We are using kubernetes catalog to deploy kubernetes in rancher env. Our current ENV is "single rancher server with external database ( aws RDS ).

We use aws autoscaling and nodes automatically added into rancher ENV and we don’t specify any label host manually. Following errors bring down kubernetes dashboard.

Error -

(Failed to allocate instance container:1i199147: Bad instance container:1i199147 in state error: Allocation failed: host must not have a container with label

Right now we solve this error by terminating the node manually on which etcd is failing.

@denise

We highly recommend running plane isolation when running in production. This ensures that you have dedicated hosts for each plane, which greatly improves stability and performance. However, running without should still work and not fail with these errors.

To troubleshoot I’ll have to know more details, how many hosts are you running, when is it triggered (how many hosts are deleted/added). Basically a way to reproduce from scratch would help.

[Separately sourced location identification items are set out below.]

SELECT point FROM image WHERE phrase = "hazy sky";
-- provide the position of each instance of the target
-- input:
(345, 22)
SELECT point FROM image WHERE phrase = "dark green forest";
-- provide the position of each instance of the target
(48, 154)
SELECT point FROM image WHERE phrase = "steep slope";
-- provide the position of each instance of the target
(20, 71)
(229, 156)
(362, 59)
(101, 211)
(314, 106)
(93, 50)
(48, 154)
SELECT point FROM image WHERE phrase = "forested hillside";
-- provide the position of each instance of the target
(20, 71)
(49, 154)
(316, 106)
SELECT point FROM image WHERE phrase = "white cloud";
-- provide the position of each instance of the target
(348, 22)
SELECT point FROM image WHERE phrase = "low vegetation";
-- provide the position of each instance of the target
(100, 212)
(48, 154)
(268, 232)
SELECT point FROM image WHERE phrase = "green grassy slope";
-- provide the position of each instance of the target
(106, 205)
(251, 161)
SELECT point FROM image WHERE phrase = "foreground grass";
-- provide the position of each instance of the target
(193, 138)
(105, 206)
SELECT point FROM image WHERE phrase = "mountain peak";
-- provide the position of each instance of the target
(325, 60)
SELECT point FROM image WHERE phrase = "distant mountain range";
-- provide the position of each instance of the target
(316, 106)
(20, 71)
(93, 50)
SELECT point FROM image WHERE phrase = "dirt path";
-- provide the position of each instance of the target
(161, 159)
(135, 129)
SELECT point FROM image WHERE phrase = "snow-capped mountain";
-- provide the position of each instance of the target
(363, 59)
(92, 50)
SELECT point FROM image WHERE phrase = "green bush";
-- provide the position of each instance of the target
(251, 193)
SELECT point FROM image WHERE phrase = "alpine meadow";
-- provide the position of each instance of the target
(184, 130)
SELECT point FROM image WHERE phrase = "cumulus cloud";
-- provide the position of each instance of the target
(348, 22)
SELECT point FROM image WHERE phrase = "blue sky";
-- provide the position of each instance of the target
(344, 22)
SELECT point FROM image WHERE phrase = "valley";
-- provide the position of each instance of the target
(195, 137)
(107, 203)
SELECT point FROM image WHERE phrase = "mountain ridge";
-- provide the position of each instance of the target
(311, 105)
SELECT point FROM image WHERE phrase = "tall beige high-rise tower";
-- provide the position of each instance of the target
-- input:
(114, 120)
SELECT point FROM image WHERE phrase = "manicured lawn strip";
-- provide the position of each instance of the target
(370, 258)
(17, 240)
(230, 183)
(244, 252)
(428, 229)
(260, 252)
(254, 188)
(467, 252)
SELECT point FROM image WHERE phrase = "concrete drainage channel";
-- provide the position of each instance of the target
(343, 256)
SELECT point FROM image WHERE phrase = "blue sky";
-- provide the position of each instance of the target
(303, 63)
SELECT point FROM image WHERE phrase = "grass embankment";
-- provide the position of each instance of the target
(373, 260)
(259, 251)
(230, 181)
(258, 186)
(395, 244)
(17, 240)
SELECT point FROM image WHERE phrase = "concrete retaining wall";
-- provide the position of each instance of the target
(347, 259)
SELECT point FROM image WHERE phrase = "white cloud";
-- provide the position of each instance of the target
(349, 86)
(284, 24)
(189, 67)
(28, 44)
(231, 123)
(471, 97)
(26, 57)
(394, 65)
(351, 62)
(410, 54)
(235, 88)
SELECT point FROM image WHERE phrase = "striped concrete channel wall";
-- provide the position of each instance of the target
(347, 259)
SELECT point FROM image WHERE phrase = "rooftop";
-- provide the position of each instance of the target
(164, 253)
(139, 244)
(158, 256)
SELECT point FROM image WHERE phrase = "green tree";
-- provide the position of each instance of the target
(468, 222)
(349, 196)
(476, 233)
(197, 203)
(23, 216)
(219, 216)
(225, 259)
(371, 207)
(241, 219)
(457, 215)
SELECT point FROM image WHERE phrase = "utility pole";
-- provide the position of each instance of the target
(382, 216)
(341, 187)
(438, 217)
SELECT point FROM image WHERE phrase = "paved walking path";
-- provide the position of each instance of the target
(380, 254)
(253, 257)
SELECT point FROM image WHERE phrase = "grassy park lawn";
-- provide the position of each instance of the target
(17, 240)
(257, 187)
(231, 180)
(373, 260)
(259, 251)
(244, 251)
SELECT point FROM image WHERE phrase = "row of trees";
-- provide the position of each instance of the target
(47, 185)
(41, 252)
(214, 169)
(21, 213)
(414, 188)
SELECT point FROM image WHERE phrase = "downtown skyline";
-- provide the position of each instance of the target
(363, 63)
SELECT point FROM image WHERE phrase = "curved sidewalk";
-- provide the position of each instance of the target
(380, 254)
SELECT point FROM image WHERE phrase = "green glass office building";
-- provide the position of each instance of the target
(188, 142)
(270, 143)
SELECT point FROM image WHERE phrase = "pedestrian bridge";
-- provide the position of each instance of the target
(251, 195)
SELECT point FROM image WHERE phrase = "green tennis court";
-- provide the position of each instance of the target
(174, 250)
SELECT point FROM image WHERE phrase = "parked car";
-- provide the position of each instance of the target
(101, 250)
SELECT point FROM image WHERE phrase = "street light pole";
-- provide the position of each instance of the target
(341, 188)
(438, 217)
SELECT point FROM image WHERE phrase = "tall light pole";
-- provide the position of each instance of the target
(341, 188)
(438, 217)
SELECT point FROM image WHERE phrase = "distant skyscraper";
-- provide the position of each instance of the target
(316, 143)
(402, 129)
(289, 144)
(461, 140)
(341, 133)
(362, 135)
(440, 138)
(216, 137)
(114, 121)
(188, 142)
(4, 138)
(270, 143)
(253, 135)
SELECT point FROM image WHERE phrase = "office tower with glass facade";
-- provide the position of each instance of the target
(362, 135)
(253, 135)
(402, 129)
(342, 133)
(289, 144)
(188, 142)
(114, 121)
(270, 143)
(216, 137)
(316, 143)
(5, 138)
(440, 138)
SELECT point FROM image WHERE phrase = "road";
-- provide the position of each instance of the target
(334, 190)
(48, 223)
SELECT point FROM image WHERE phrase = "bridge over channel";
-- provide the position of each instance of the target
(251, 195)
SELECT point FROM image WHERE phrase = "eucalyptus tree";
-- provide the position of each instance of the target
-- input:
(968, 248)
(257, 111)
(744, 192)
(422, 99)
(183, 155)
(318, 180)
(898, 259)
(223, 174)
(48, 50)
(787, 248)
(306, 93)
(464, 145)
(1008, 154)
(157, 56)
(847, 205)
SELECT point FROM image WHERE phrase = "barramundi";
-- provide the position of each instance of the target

The only known issue at the moment is when you spin up 3 hosts and go back to anything below that, 3 containers will continue to be scheduled: https://github.com/rancher/rancher/issues/10412

@superseb thanks for helping out on this.

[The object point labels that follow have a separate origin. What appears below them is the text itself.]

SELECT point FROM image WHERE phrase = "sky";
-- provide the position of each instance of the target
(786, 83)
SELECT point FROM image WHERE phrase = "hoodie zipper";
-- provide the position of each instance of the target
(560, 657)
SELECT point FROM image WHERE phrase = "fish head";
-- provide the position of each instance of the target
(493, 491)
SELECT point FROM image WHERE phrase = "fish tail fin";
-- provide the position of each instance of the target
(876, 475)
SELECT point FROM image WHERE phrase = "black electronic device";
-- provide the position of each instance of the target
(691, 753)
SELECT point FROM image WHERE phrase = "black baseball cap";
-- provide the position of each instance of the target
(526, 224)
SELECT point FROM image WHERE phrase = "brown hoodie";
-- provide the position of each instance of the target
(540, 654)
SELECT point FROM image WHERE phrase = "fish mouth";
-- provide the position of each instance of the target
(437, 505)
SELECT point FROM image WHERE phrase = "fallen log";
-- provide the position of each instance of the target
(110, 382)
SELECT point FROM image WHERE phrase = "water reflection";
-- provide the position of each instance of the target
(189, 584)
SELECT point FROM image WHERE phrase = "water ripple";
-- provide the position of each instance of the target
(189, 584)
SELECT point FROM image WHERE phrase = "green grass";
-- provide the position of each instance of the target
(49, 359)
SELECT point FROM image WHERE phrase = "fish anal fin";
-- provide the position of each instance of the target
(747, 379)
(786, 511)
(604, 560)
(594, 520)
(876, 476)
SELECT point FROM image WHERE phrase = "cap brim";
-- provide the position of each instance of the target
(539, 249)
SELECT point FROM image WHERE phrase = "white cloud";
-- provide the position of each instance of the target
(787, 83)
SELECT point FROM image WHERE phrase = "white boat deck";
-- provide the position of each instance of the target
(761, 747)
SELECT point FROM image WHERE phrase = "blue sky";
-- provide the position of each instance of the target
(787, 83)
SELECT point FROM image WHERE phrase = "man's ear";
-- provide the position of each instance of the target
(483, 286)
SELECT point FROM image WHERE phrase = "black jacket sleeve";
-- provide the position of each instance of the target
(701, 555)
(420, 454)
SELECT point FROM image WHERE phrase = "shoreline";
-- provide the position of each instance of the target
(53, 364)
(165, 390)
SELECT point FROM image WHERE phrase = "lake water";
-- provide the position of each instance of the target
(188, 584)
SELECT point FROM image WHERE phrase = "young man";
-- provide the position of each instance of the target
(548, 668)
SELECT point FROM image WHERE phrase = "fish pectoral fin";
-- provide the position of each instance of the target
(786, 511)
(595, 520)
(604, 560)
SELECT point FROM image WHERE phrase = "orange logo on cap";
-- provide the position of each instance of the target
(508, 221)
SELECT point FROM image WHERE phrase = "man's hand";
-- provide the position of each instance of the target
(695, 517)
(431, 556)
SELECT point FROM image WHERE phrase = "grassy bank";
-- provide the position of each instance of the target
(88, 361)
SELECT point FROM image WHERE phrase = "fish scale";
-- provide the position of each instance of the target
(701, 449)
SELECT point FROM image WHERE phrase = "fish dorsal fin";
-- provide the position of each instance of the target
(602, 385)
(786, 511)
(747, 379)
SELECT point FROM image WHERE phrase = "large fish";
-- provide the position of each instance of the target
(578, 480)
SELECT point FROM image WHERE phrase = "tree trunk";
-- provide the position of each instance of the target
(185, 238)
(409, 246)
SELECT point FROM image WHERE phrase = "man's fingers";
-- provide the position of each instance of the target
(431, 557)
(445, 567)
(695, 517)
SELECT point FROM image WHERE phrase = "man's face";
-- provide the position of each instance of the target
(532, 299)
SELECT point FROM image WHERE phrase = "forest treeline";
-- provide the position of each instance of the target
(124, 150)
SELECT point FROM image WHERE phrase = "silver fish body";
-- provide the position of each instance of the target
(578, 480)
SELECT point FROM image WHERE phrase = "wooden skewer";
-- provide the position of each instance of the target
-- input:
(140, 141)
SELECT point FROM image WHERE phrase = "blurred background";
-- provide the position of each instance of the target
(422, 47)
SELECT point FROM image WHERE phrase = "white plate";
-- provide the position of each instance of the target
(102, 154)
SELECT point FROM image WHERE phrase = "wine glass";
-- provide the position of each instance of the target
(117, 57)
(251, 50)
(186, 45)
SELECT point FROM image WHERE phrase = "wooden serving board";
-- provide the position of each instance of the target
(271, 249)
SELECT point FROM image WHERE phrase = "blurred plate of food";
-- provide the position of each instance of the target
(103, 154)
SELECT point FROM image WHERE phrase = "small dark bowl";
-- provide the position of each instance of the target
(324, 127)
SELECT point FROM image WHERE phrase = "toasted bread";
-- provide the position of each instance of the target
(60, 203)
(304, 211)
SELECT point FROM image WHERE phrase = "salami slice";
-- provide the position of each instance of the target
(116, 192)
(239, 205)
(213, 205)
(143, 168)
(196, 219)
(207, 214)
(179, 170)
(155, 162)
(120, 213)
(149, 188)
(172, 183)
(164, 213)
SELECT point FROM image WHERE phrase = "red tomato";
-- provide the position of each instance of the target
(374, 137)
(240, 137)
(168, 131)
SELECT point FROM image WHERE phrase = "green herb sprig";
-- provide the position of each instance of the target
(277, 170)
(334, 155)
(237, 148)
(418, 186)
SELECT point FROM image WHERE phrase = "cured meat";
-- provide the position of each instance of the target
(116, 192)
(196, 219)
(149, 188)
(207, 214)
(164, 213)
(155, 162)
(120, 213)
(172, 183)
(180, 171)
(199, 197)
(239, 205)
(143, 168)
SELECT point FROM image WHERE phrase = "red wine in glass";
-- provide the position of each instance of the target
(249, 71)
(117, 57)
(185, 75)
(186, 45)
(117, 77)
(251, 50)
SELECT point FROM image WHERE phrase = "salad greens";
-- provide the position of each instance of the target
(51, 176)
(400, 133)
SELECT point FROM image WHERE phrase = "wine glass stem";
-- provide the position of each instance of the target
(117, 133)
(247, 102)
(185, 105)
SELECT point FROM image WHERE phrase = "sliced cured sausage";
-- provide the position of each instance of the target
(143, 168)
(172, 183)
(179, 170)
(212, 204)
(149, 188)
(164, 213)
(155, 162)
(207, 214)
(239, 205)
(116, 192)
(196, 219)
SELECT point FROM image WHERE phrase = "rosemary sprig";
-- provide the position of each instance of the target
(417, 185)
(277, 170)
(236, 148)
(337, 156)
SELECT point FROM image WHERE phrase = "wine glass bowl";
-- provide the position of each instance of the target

3 nodes are running which can scale up to 5 right now. sometimes on one of these three nodes, we see etcd fails with an above-mentioned error. This is the time, I check the logs on which host etcd failiing to come up. I manually delete that node and new one comes up automatically by aws auto-scaling and i could see etcd deploys successfully.

Let me know if i am able to convey?

@superseb can you please help me understanding planes meaning in rancher. we are looking to setup HA in the rancher. How can that be achieved?

Probably the question is why does it fail? What is the last logging from the container before it goes down and get rescheduled?

Resiliency planes are recommended for production use and described here: http://rancher.com/docs/rancher/v1.6/en/kubernetes/resiliency-planes/

This will make sure you have dedicated hosts for etcd/orchestration and compute so you can allow one or more node failures.